Lonza adds peptide tech to portfolio

Related tags Protein Amino acid

Swiss contract manufacturing company Lonza has licensed a
technology that makes it possible to make peptide drugs that are
longer and have a more complex structure than is possible using
conventional techniques, reports Phil Taylor.

The technology, developed by German peptide development and production specialist AplaGen, should help Lonza tap the rich vein of peptide-based drugs coming through the research pipelines and onto the market.

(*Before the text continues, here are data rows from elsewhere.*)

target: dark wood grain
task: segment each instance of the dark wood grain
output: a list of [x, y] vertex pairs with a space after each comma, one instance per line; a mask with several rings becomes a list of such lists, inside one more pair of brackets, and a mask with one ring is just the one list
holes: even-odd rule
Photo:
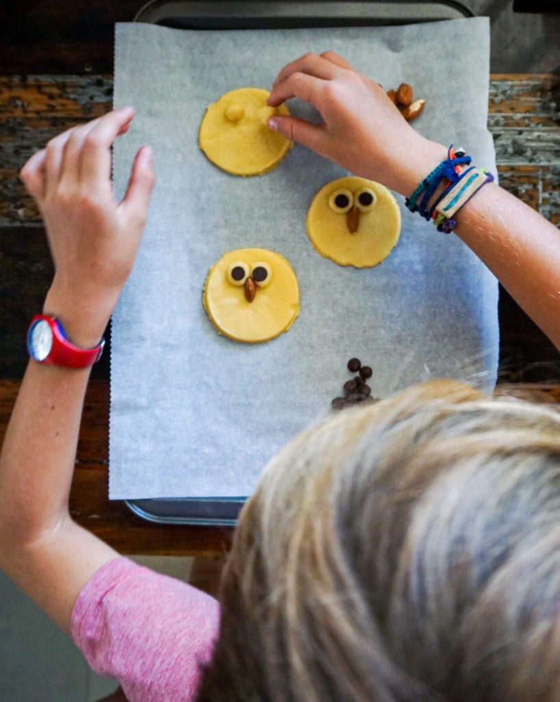
[[143, 0], [5, 0], [0, 11], [0, 70], [111, 73], [116, 22], [131, 22]]
[[[18, 382], [0, 380], [0, 444], [19, 387]], [[224, 553], [231, 543], [231, 529], [151, 524], [134, 515], [124, 502], [109, 500], [109, 397], [107, 380], [90, 383], [70, 494], [72, 517], [121, 553]]]

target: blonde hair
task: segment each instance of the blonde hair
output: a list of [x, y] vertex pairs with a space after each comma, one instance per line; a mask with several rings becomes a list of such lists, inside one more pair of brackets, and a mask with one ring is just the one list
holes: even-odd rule
[[560, 701], [560, 416], [457, 383], [267, 466], [199, 702]]

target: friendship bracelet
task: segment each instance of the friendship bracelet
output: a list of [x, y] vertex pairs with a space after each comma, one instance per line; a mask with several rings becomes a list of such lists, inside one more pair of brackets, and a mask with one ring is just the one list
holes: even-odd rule
[[[480, 171], [474, 166], [463, 170], [460, 166], [469, 165], [471, 161], [463, 149], [453, 151], [453, 145], [447, 152], [447, 159], [439, 164], [418, 183], [418, 187], [405, 200], [411, 212], [419, 211], [420, 215], [429, 220], [433, 219], [438, 232], [446, 234], [453, 231], [456, 220], [453, 218], [475, 192], [494, 178], [491, 173]], [[432, 205], [430, 200], [444, 179], [446, 179], [444, 190]], [[419, 204], [418, 199], [422, 196]]]
[[[479, 181], [479, 181], [477, 183], [477, 187], [476, 187], [474, 190], [471, 190], [469, 194], [467, 195], [463, 194], [463, 197], [462, 197], [462, 199], [460, 204], [458, 204], [458, 206], [453, 206], [455, 212], [457, 212], [461, 207], [463, 207], [463, 205], [466, 204], [467, 202], [471, 199], [471, 197], [472, 197], [474, 193], [478, 192], [478, 191], [481, 189], [481, 187], [482, 187], [484, 185], [486, 185], [487, 183], [492, 183], [492, 181], [494, 180], [494, 176], [491, 173], [486, 173], [484, 171], [479, 172], [483, 175], [486, 176], [486, 178], [482, 183]], [[441, 213], [437, 215], [436, 219], [439, 218], [440, 214]], [[443, 217], [444, 219], [437, 225], [437, 231], [443, 232], [444, 234], [450, 234], [455, 228], [455, 225], [457, 224], [457, 222], [454, 219], [447, 219], [444, 215], [443, 216]], [[434, 224], [435, 224], [435, 220], [434, 220]]]
[[435, 210], [442, 214], [446, 219], [450, 219], [460, 209], [461, 207], [487, 183], [493, 180], [491, 173], [474, 168], [465, 177], [461, 178], [441, 199], [435, 207]]
[[[448, 150], [447, 159], [436, 166], [431, 173], [428, 173], [425, 178], [421, 180], [416, 190], [414, 190], [410, 197], [407, 198], [405, 200], [407, 207], [411, 212], [416, 212], [419, 209], [421, 215], [423, 217], [427, 220], [430, 219], [430, 214], [426, 208], [430, 198], [437, 190], [439, 183], [444, 178], [446, 178], [449, 181], [452, 183], [456, 182], [458, 166], [463, 164], [468, 164], [470, 163], [470, 157], [466, 155], [464, 150], [458, 149], [454, 153], [452, 152], [452, 150], [453, 145]], [[458, 173], [460, 172], [458, 171]], [[416, 201], [423, 193], [424, 194], [418, 206], [416, 204]]]
[[447, 194], [449, 194], [449, 193], [451, 190], [451, 189], [453, 188], [453, 187], [455, 187], [455, 186], [457, 185], [458, 183], [459, 183], [463, 178], [465, 178], [465, 176], [467, 175], [467, 173], [470, 173], [472, 171], [474, 171], [474, 166], [471, 166], [471, 167], [470, 168], [466, 168], [465, 171], [462, 171], [459, 174], [458, 177], [457, 178], [457, 179], [455, 181], [449, 181], [449, 184], [448, 184], [447, 187], [445, 188], [445, 190], [443, 191], [443, 192], [442, 192], [440, 194], [440, 195], [439, 196], [439, 197], [437, 198], [437, 199], [435, 201], [435, 202], [433, 204], [433, 205], [430, 206], [430, 208], [432, 211], [432, 215], [431, 215], [432, 219], [435, 219], [435, 218], [436, 214], [437, 214], [436, 208], [437, 208], [437, 206], [439, 204], [439, 203], [442, 201], [442, 200]]

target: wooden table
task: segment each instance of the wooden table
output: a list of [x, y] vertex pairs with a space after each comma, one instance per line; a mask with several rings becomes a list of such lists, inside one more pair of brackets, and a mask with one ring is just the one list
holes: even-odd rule
[[[489, 119], [500, 184], [559, 225], [559, 95], [558, 79], [550, 75], [494, 74]], [[0, 76], [0, 437], [27, 362], [27, 326], [41, 308], [52, 275], [42, 223], [18, 172], [52, 136], [109, 110], [111, 96], [112, 79], [106, 73]], [[550, 397], [560, 398], [558, 352], [503, 291], [499, 313], [500, 380], [545, 381]], [[107, 353], [95, 367], [86, 399], [73, 516], [123, 553], [223, 553], [228, 529], [150, 524], [123, 503], [108, 501], [108, 359]]]

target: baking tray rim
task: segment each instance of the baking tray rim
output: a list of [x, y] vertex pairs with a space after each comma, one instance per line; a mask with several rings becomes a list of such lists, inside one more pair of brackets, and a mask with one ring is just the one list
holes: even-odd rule
[[[442, 4], [447, 6], [455, 8], [460, 11], [463, 12], [464, 16], [476, 16], [474, 11], [468, 6], [463, 4], [461, 0], [437, 0], [437, 1], [433, 1], [433, 0], [412, 0], [413, 3], [418, 4], [418, 6], [422, 4]], [[389, 4], [388, 2], [385, 2], [385, 4]], [[399, 4], [400, 3], [397, 2], [395, 4]], [[136, 15], [134, 17], [133, 22], [147, 22], [149, 24], [155, 24], [156, 22], [151, 22], [150, 20], [146, 20], [142, 19], [148, 11], [153, 8], [155, 6], [161, 5], [165, 6], [165, 4], [173, 4], [177, 5], [178, 3], [177, 1], [172, 2], [170, 0], [149, 0], [144, 5], [143, 5]], [[186, 0], [184, 3], [185, 6], [191, 4], [189, 0]], [[212, 8], [212, 3], [197, 3], [197, 5], [204, 5], [206, 11], [210, 11]], [[243, 5], [263, 5], [262, 2], [257, 2], [254, 4], [242, 1], [239, 4]], [[290, 4], [290, 0], [285, 0], [282, 3], [275, 3], [275, 6], [281, 5], [288, 6]], [[308, 0], [307, 2], [301, 3], [298, 2], [299, 6], [308, 5], [310, 8], [312, 6], [320, 7], [322, 4], [322, 0], [317, 0], [317, 1], [313, 1], [313, 0]], [[334, 4], [329, 3], [329, 4]], [[336, 4], [343, 5], [344, 3], [337, 3]], [[373, 7], [375, 5], [374, 2], [353, 2], [352, 4], [354, 5], [362, 5], [367, 6], [371, 4]], [[231, 4], [228, 4], [229, 6], [231, 7]], [[227, 19], [223, 15], [216, 15], [214, 17], [218, 20], [226, 20]], [[163, 23], [163, 22], [162, 22]], [[158, 23], [159, 24], [159, 22]], [[165, 25], [164, 25], [165, 26]], [[200, 30], [198, 30], [200, 31]], [[124, 500], [124, 503], [126, 505], [127, 508], [137, 517], [140, 519], [144, 519], [146, 522], [150, 522], [156, 524], [173, 524], [173, 525], [193, 525], [193, 526], [233, 526], [237, 523], [237, 516], [238, 516], [239, 510], [240, 510], [241, 507], [245, 504], [247, 500], [247, 497], [235, 497], [235, 498], [208, 498], [208, 497], [200, 497], [200, 498], [133, 498]], [[200, 512], [198, 514], [175, 514], [175, 515], [167, 515], [167, 514], [158, 514], [158, 506], [160, 507], [165, 506], [170, 507], [172, 505], [180, 504], [182, 507], [186, 507], [189, 505], [189, 507], [195, 508], [196, 506], [200, 507], [200, 503], [204, 503], [205, 505], [212, 504], [216, 507], [222, 506], [227, 503], [231, 505], [232, 504], [238, 505], [239, 510], [235, 518], [232, 517], [214, 517], [214, 516], [200, 516]], [[148, 508], [148, 505], [153, 508], [153, 510]]]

AplaGen​ has developed a technique known as correctly-folded peptide synthesis (CFPS) that has a number of advantages over conventional approaches, according to Prof Hans-Georg Frank, one of the company's managing directors.

When peptides are manufactured, they are anchored to a solid phase and amino acids are added sequentially in a liquid phase to join to and create the growing peptide chain. Using conventional methods, the complete peptide chain is detached from its anchor and any modifications occur in solution.

The disadvantage of this is that the resulting peptides are loose in the liquid phase, and this can interfere with subsequent modifications to the molecule, for example folding it using disulphide bridges, that are required for its intended activity.

CFPS is based on a nickel based anchor which can allow detachment and re-attachment of the peptide chain after the end of synthesis. One immediate advantage is that this makes it much easier to purify using a process akin to affinity chromatography, boosting the yields that are achievable from the synthesis compared to conventional high-performance liquid chromatography of the liquid phase, said Prof Frank.

Another major advantage, he told In-Pharmatechnologist.com​, is that modifications can not only be made to the molecule in the liquid phase, but also after it has been reattached to its anchorage. Once back in place, the peptide chains can be further modified whilst being held apart, minimising the risk of unwanted reactions that might occur should they be free to collide in solution.

The third advantage is that the technique can be used to join together peptide fragments, rather than individual amino acids, to make larger peptides than is currently possible, he said. This 'fragment condensation' approach is possible using current methods, but tends to be a very slow reaction and this increases the risk that the fragments join incorrectly (racemise) to make unwanted steroisomers.

Using CFPS, the fragments can be made in solution, which reduces the reaction time and the risk of racemisation, and then anchored to the solid phase to complete the synthesis.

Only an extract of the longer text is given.